His dark night of the soul

A bleak period followed when the doctors tried out different treatment protocols for his leukaemia. They started him on the drug rituximab, but the first injection sent him into anaphylactic shock, causing his blood pressure to plummet and almost killing him. To tame his allergic response, his doctors switched from injecting the drug to slowly infusing it, and also gave him steroids. This helped with the side effects, but kept him awake and altered his temperament for the worse. His life revolved round the cycle of five days on-treatment, followed by a 3-week interval, then repeat.

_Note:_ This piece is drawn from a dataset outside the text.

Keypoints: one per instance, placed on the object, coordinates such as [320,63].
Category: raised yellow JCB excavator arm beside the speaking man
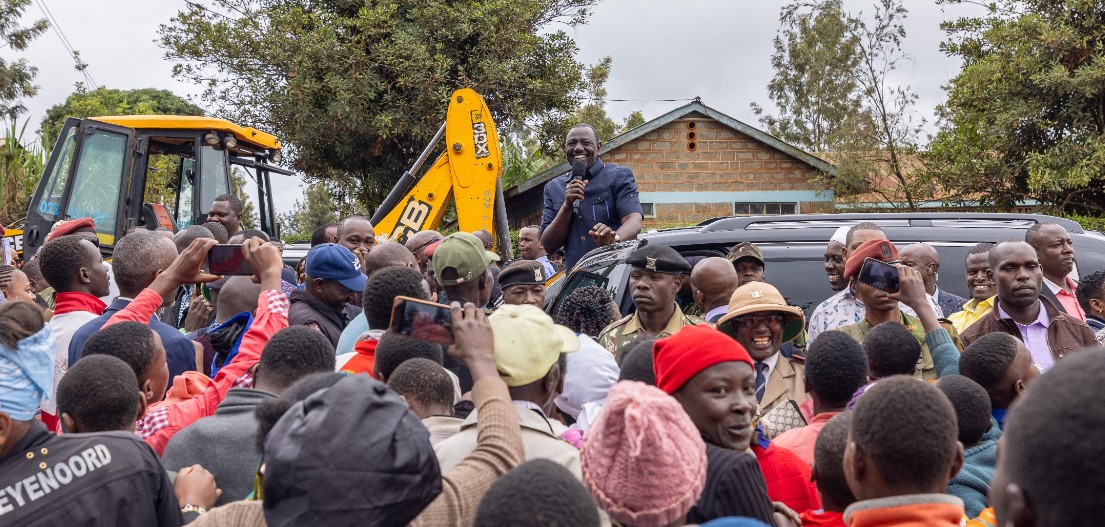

After his third cycle, he contemplated giving up because he felt so physically drained.

 

Two things kept him going. The first and most important was the immense support he received during his chemotherapy cycles, especially from his family, his future wife Stephanie and his 1975 classmates from Raffles Institution (including Professor John Eu-Li Wong and Drs Ngoi Sing Shang and Billy Tan). The second source of strength was remembering how he had persevered through the intense cold during marathons in the North Pole and Antarctica.

 

Into the light

Slowly, the wheelchair athlete found little ways to adapt (eg exercising with dumbbells, drinking Ensure and Prosure since he had no appetite for solid food on treatment days) that made him feel less unwell after treatment. Between treatment cycles four and five, he even managed to complete an 84km ultramarathon to raise money for NUS Medicine. Dr Tan feels a close affinity to his oncologists, Dr Koh Liang Piu (at the National University Cancer Institute, Singapore) and Dr Benjamin Mow (in private practice), who went out of their way to help him with his treatment.

 

One year after his transplant, Dr Tan was back in his beloved racing wheelchair, competing in Berlin, Seoul, and Japan. First polio and now cancer could not stop him from doing what he loved. That bone marrow transplant in 2009 helped to free him from the onerous chemotherapy regimen. “I felt that it [the transplant] was my second lease on life and, with that, I should live my life and do more.”

 

Doing more also included returning to medical practice in 2011 at NCCS. Again, he had to overcome obstacles such as convincing the Singapore Medical Council that he was in sufficiently good health to practice as a doctor. His first job as a doctor in Singapore involved looking after cancer patients who were undergoing chemotherapy, which he found very rewarding. However, in June 2016, he left for private practice to help support his brother and sister, who had both been diagnosed with cancer.

 

Dr Tan believes that, besides treating the body, encouraging the right mindset in patients is very beneficial. As someone who has never let illness or circumstances stop him from fulfilling his dreams, Dr Tan is himself a living example of the power of hope and a strong will. “Always embrace hope. Tomorrow will be a better day,” he says.